1. Carl Shapiro and Fiona Scott Morton have posted a paper on ssrn titled Patent Assertions: Are We Any Closer to Aligning Reward to Contribution? Here is a link to the paper, and here is the abstract:
The 2011 America Invents Act was the most significant reform to the United States patent system in over fifty years. However, the AIA did not address a number of major problems associated with patent litigation in the United States. In this paper, we provide an economic analysis of post-AIA developments relating to Patent Assertion Entities (PAEs) and Standard-Essential Patents (SEPs). For PAEs and SEPs, we examine the alignment, or lack of alignment, between the rewards provided to patent holders and their social contributions. Our report is mixed. Regarding PAEs, we see significantly improved alignment between rewards and contributions, largely due to a series of rulings by the Supreme Court. Legislation currently under consideration in Congress would further limit certain litigation tactics used by PAEs that generate rewards unrelated to contribution. We also see some notable developments relating to SEPs, especially with the recent reform to the patent policies of the IEEE, a leading Standard-Setting Organization (SSO) and with several recent court decisions clarifying what constitutes a Fair, Reasonable and Non-Discriminatory (FRAND) royalty rate. However, other steps that could better align rewards with contributions on the SEP front have largely stalled out, particularly because other major SSOs do not seem poised to follow the lead of the IEEE. Antitrust enforcement in this area could further improve the alignment of rewards and contributions.

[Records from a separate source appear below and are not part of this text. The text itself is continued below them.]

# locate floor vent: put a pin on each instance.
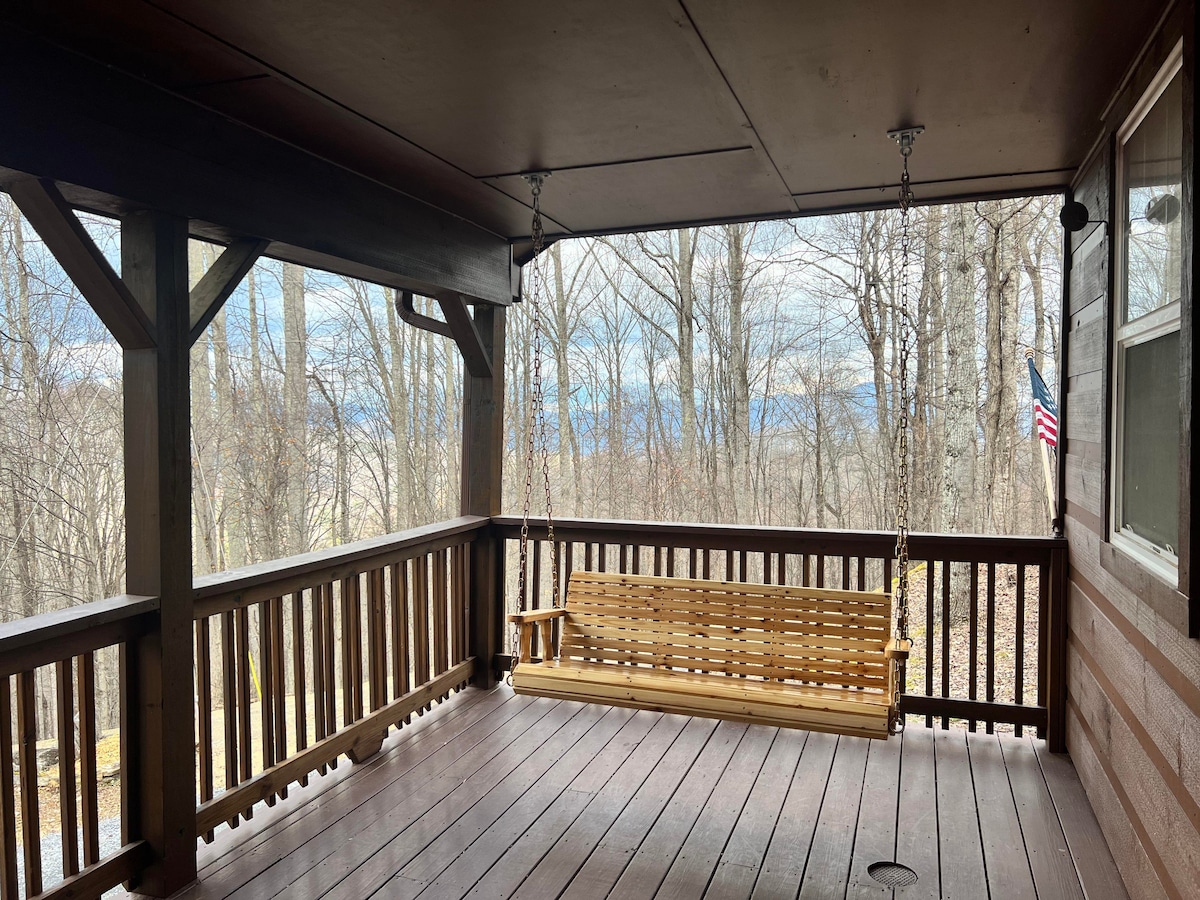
(892, 874)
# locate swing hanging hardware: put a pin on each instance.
(537, 445)
(905, 138)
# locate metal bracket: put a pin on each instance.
(537, 179)
(407, 312)
(906, 137)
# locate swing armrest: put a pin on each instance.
(521, 618)
(544, 621)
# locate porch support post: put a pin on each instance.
(161, 773)
(483, 453)
(1056, 655)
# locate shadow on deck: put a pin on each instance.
(491, 795)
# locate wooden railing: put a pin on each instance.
(987, 613)
(305, 659)
(63, 646)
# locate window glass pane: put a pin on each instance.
(1152, 162)
(1150, 477)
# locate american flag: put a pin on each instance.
(1045, 411)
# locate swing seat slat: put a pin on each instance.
(790, 657)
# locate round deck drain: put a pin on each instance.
(893, 875)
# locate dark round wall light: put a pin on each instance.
(1074, 216)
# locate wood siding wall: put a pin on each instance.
(1133, 715)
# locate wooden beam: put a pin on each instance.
(466, 335)
(159, 702)
(409, 315)
(483, 451)
(41, 202)
(220, 281)
(150, 149)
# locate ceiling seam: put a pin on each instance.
(324, 97)
(733, 94)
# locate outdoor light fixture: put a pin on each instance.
(1074, 216)
(1163, 209)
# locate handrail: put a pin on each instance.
(52, 636)
(784, 539)
(251, 583)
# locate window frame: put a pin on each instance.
(1163, 321)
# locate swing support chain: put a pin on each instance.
(905, 138)
(535, 432)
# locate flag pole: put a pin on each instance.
(1045, 460)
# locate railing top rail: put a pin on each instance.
(349, 556)
(783, 538)
(41, 640)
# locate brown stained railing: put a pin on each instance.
(305, 659)
(61, 647)
(985, 612)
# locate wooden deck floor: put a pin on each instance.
(491, 796)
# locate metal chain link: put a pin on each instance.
(537, 443)
(901, 553)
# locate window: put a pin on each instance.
(1146, 421)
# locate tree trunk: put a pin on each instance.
(295, 408)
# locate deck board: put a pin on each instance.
(496, 796)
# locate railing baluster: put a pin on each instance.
(1019, 649)
(376, 651)
(420, 619)
(300, 683)
(204, 713)
(400, 627)
(27, 751)
(990, 639)
(265, 687)
(229, 701)
(241, 621)
(319, 688)
(441, 648)
(946, 636)
(1043, 635)
(973, 631)
(7, 797)
(279, 685)
(89, 774)
(329, 661)
(930, 571)
(69, 813)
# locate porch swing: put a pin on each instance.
(772, 654)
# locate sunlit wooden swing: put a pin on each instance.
(783, 655)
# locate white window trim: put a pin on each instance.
(1129, 334)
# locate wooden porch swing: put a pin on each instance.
(773, 654)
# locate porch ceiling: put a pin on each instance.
(648, 113)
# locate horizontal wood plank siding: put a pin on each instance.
(1133, 721)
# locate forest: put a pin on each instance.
(737, 373)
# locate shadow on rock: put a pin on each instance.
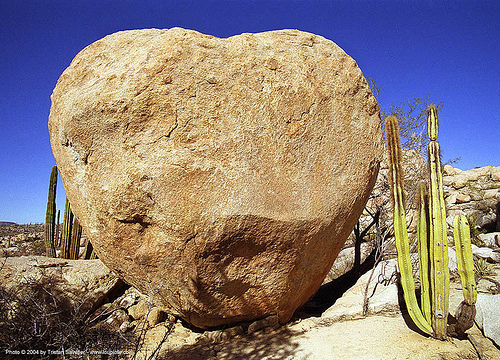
(275, 344)
(330, 292)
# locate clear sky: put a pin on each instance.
(447, 49)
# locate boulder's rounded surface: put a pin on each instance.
(222, 174)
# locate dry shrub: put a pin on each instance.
(36, 316)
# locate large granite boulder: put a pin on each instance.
(223, 175)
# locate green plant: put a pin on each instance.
(76, 235)
(50, 249)
(66, 231)
(482, 268)
(431, 317)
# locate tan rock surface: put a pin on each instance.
(83, 283)
(226, 174)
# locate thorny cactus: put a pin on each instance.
(432, 316)
(50, 249)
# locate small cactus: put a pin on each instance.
(50, 249)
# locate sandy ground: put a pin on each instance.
(375, 337)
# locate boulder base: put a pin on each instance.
(222, 175)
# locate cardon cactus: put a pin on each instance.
(76, 235)
(66, 231)
(71, 235)
(50, 220)
(432, 316)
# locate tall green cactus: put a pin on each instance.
(76, 235)
(440, 276)
(66, 231)
(432, 237)
(400, 232)
(50, 249)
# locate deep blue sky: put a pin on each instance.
(447, 49)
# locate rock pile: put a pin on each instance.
(226, 174)
(475, 192)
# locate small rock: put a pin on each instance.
(491, 240)
(491, 194)
(125, 326)
(139, 310)
(486, 253)
(155, 316)
(487, 315)
(269, 321)
(128, 300)
(117, 318)
(462, 198)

2. Lizhi Ning, Shubha Ghosh, and Wei Zhou have published a paper in the Journal of Antitrust Enforcement titled Price discrimination in patent licensing and the application of FRAND. Here is a link to the paper (behind a paywall, however), and here is the abstract:
With the increasing amount of global trade and the accelerating process of economic globalization, the economic entities of the world have reached a consensus on protecting equal trading opportunities—especially through pricing and other trading conditions—to achieve substantially fair global trade transactions. The arrival of the era of the knowledge economy increases the role of intellectual property in manufacture and trade and increases attention to the patent licence systems in many countries. In patent licence practice, licensors grant patent licences with many conditions attached. On the one hand, differential treatment will stimulate competition in the market and bring generous profits to the licensors; on the other hand, excessive differential treatment can seriously affect fair competition in the relevant market and undermine the normal operation of the market economy. Therefore, this article explores the issue of price differential treatment in the practice of patent licensing and reasonable royalty fees or rates under FRAND, in order to provide inspiration for further improvement and development of China’s patent licensing market.

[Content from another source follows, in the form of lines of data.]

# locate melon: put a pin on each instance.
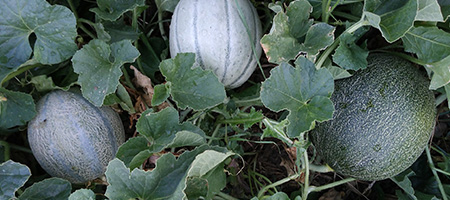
(73, 139)
(384, 116)
(222, 34)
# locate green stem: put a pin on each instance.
(306, 184)
(280, 182)
(251, 39)
(79, 22)
(320, 168)
(402, 55)
(270, 124)
(246, 102)
(331, 185)
(19, 71)
(333, 46)
(213, 136)
(433, 170)
(226, 196)
(325, 11)
(442, 171)
(346, 15)
(7, 149)
(239, 121)
(161, 25)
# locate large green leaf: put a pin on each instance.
(403, 182)
(12, 176)
(16, 108)
(192, 87)
(98, 65)
(166, 5)
(84, 194)
(429, 10)
(392, 18)
(429, 43)
(161, 130)
(111, 10)
(318, 37)
(279, 45)
(53, 25)
(283, 42)
(302, 90)
(441, 75)
(208, 166)
(349, 55)
(52, 188)
(166, 181)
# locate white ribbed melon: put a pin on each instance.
(73, 139)
(215, 30)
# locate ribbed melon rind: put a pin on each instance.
(383, 120)
(73, 139)
(213, 29)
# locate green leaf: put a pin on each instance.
(52, 188)
(429, 10)
(161, 130)
(298, 16)
(111, 10)
(53, 25)
(348, 55)
(278, 196)
(12, 177)
(161, 93)
(84, 194)
(196, 187)
(122, 98)
(129, 150)
(166, 5)
(279, 45)
(403, 182)
(43, 83)
(445, 8)
(207, 161)
(187, 138)
(165, 181)
(209, 166)
(441, 75)
(338, 73)
(429, 43)
(318, 37)
(98, 65)
(392, 18)
(303, 90)
(17, 104)
(118, 31)
(192, 87)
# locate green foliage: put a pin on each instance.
(302, 90)
(98, 65)
(17, 104)
(112, 10)
(191, 86)
(12, 176)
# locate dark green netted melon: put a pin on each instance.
(73, 139)
(384, 116)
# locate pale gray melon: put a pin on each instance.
(73, 139)
(215, 31)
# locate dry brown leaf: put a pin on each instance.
(144, 82)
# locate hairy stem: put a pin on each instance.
(433, 170)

3. Theo Bodewig has published an article in the July 2015 issue of GRUR Int. (pp. 626-34), titled Einige Überlegung zur Erschöpfung bei Zwangslizenzen an
standardessentiellen Patenten ("Some Observations on the Exhaustion by Compulsory Licensing in Respect of Standard Essential Patents"). Here is my translation of the abstract:
In recent years, when the business sections of newspapers have discussed patent law, the military concept of "patent wars" frequently appeared. It was and is a matter of complaints with values of over 100 million or even billions of euros in connection with patent infringement actions, with which the largest firms in the filed of information technology worldwide have been inundated. In PCs, laptops, tablets, game consoles, smartphones, and other electronic devices hundreds of components are used, which incorporate protected patents, utility models, or design rights. Insofar as these protected rights are incorporated into industrial standards (standard essential), one can scarcely avoid them. As a rule, they also cannot be replaced with alternative technologies. A single smartphone can include over 1000 protected inventions. For component manufacturers or distributors it is however often difficult to clarify the scope of protection and to avoid infringing.The author argues that a compulsory license accorded on competition grounds (e.g., under the Orange Book Standard) pursuant to national law will not exhaust the patent owner's rights outside the nation granting the license, but that a compulsory license granted under EU law (e.g., under TFEU article 102) would exhaust those rights throughout the entire EU.